The sensation of touch, from a gentle tap to the feeling of clothing against skin, relies on a complex network of nerve cells and specialized proteins. Scientists have long known that a protein called PIEZO2 plays a crucial role in detecting touch, but the precise mechanisms behind its function—and how it differs from a related protein, PIEZO1—remained a mystery. Now, research published in Nature on March 4, 2026, is shedding new light on how PIEZO2 detects specific types of force, potentially opening avenues for understanding and treating sensory disorders. Understanding PIEZO2 mutations and sensory disorders is a growing area of research.
The study, conducted by researchers at Scripps Research, reveals that PIEZO2’s ability to sense touch isn’t simply about its shape, but as well about how it’s physically connected within the cell. This connection, or “tether,” to the cell’s internal scaffolding—the actin cytoskeleton—is key to its function. This discovery builds on previous work by Professor Ardem Patapoutian, who in 2021 shared the Nobel Prize in Physiology or Medicine for the discovery of PIEZO1 and PIEZO2, ion channels that open in response to mechanical force.

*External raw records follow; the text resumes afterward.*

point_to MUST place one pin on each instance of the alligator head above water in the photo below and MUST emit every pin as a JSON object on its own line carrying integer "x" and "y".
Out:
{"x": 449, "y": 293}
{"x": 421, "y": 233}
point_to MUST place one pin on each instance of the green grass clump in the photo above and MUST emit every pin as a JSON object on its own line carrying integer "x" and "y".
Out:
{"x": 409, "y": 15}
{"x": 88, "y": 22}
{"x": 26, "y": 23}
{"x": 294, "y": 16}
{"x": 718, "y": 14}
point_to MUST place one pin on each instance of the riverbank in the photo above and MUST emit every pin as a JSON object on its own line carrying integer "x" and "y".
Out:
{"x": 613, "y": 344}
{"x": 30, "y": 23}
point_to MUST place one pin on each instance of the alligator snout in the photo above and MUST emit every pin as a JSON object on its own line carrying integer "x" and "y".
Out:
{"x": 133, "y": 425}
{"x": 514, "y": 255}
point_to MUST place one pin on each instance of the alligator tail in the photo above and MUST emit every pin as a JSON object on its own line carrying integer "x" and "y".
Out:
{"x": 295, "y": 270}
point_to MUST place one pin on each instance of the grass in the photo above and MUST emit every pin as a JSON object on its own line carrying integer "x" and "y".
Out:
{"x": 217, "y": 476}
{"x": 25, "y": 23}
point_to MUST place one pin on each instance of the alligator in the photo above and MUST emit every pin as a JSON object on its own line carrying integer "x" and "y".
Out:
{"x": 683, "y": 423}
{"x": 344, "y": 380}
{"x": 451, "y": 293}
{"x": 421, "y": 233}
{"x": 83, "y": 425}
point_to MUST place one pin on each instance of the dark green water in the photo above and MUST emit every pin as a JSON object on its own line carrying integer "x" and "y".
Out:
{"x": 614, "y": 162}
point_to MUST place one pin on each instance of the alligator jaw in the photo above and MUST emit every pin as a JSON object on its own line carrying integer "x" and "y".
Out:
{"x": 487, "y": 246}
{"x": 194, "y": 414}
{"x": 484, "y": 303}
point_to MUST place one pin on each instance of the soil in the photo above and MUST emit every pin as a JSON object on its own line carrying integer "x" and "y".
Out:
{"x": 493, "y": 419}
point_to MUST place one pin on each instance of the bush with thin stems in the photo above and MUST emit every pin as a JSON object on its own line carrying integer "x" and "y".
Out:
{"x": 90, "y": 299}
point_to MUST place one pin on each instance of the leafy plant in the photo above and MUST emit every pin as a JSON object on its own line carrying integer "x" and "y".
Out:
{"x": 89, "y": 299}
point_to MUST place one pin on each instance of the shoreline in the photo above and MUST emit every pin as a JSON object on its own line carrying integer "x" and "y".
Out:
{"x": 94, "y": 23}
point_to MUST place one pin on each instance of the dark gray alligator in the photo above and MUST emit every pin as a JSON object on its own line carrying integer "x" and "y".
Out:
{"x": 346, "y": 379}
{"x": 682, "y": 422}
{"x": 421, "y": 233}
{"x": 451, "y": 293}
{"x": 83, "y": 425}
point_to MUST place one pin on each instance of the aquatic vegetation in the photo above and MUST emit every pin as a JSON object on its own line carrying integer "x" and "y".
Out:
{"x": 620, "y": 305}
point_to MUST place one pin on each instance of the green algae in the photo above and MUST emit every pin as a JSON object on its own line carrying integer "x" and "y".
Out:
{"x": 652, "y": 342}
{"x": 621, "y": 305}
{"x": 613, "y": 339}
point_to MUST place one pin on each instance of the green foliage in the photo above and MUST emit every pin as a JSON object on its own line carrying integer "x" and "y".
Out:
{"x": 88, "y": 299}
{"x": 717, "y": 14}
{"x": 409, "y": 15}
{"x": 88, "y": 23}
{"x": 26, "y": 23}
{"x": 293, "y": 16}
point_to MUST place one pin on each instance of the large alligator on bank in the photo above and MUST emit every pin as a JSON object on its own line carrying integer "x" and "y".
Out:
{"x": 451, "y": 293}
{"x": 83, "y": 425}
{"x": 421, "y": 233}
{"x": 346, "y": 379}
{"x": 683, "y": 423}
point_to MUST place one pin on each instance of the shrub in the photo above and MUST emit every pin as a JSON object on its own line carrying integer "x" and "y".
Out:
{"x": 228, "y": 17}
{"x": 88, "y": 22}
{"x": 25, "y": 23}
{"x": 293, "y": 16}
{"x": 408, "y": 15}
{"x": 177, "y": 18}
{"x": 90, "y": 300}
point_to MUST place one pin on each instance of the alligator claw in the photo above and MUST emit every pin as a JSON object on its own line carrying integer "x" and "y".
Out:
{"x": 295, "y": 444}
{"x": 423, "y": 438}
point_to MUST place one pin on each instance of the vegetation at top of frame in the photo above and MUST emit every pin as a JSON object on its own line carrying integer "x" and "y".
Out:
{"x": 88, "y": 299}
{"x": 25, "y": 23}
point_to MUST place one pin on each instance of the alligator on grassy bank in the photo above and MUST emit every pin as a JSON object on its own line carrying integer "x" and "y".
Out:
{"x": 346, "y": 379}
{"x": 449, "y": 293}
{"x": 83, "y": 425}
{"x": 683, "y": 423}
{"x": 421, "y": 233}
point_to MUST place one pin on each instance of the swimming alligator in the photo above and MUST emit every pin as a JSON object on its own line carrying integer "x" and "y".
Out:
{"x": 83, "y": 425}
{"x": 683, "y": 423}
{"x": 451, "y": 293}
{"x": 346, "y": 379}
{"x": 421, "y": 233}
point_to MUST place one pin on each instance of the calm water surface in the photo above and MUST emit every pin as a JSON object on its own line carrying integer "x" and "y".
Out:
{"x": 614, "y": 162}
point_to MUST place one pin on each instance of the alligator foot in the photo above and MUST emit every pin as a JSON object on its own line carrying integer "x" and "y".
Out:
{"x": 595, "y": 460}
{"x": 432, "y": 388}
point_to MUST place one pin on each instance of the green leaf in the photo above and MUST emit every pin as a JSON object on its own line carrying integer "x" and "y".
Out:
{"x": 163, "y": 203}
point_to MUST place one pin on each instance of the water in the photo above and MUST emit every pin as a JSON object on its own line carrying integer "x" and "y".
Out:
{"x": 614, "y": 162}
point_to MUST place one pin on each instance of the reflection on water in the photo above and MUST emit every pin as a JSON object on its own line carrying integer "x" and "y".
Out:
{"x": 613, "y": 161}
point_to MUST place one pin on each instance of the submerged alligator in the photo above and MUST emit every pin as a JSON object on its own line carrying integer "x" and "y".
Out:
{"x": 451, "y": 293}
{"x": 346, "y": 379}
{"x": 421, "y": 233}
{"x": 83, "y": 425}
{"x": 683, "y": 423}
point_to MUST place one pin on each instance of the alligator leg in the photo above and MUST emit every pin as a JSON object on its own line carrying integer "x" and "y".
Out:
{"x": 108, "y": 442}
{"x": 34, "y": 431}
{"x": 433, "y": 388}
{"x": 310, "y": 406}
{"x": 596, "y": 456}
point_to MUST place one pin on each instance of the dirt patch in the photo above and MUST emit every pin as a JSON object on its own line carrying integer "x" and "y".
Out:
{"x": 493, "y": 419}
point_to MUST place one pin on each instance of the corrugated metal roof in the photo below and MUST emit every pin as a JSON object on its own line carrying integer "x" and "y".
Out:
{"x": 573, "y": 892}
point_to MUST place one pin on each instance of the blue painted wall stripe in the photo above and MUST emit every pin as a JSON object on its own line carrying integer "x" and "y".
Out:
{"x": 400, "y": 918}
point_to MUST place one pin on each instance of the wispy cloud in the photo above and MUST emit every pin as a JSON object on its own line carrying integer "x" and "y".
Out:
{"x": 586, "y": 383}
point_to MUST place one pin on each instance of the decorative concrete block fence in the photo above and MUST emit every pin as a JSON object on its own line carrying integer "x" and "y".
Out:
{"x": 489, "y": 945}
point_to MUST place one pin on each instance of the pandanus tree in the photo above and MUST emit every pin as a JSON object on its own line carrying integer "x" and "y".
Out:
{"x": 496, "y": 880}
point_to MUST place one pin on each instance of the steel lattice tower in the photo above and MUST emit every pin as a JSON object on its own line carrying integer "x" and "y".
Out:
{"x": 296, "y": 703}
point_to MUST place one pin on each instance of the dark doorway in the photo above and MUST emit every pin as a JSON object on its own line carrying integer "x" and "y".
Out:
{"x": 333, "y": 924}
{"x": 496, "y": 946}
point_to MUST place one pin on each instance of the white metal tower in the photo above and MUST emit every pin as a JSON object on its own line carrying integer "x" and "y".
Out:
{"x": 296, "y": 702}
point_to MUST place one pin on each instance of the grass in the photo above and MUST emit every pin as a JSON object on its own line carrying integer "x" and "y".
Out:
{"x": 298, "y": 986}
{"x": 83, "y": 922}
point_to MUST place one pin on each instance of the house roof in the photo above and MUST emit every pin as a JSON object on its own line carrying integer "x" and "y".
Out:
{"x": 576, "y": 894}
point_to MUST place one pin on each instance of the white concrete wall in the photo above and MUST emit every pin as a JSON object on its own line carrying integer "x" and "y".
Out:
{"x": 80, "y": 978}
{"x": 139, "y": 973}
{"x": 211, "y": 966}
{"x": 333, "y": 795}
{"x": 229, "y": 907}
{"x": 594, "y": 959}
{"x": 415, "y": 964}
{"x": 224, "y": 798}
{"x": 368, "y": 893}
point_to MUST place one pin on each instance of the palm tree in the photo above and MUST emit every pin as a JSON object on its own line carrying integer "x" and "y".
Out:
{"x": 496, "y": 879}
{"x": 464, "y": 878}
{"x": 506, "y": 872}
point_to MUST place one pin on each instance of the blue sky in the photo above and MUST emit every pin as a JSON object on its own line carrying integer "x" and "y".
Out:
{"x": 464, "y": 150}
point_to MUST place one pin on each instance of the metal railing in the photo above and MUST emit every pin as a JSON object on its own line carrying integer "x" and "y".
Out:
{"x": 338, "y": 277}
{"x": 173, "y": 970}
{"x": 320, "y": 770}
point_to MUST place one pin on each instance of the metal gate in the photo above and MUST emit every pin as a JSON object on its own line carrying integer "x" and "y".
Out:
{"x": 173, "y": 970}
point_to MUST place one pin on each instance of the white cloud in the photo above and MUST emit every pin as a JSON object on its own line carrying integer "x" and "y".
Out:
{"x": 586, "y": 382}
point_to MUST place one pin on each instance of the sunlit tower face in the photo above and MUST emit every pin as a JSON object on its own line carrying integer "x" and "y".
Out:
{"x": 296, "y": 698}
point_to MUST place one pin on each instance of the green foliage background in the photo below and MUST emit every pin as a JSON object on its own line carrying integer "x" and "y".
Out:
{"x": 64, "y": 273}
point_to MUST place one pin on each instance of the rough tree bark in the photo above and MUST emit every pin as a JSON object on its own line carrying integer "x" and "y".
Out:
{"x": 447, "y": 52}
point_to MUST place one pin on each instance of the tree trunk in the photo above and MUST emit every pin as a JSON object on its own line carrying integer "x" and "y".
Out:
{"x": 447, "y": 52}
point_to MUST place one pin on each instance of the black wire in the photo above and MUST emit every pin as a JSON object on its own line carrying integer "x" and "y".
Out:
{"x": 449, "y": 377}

“Touch is one of our most fundamental senses, yet we didn’t fully understand how it’s processed at the molecular level,” says Patapoutian, Presidential Endowed Chair in Neurobiology at Scripps Research. “We wanted to see how the structure of PIEZO2 shapes what a cell can actually feel.” The research team employed a cutting-edge technique called minimal fluorescence photon flux (MINFLUX) super-resolution microscopy to observe the protein’s movements in living cells with nanometer-scale precision—a level of detail previously unattainable.
How PIEZO2 Differs from PIEZO1
Both PIEZO1 and PIEZO2 are mechanically gated ion channels, meaning they open in response to physical force, allowing charged particles to flow into the cell and generate electrical signals. Still, they respond to different types of force. PIEZO1 is more sensitive to broad mechanical stresses, like stretching, while PIEZO2 is specialized for detecting localized indentations—a light tap, for example. PIEZO ion channels are critical for mechanosensory responses.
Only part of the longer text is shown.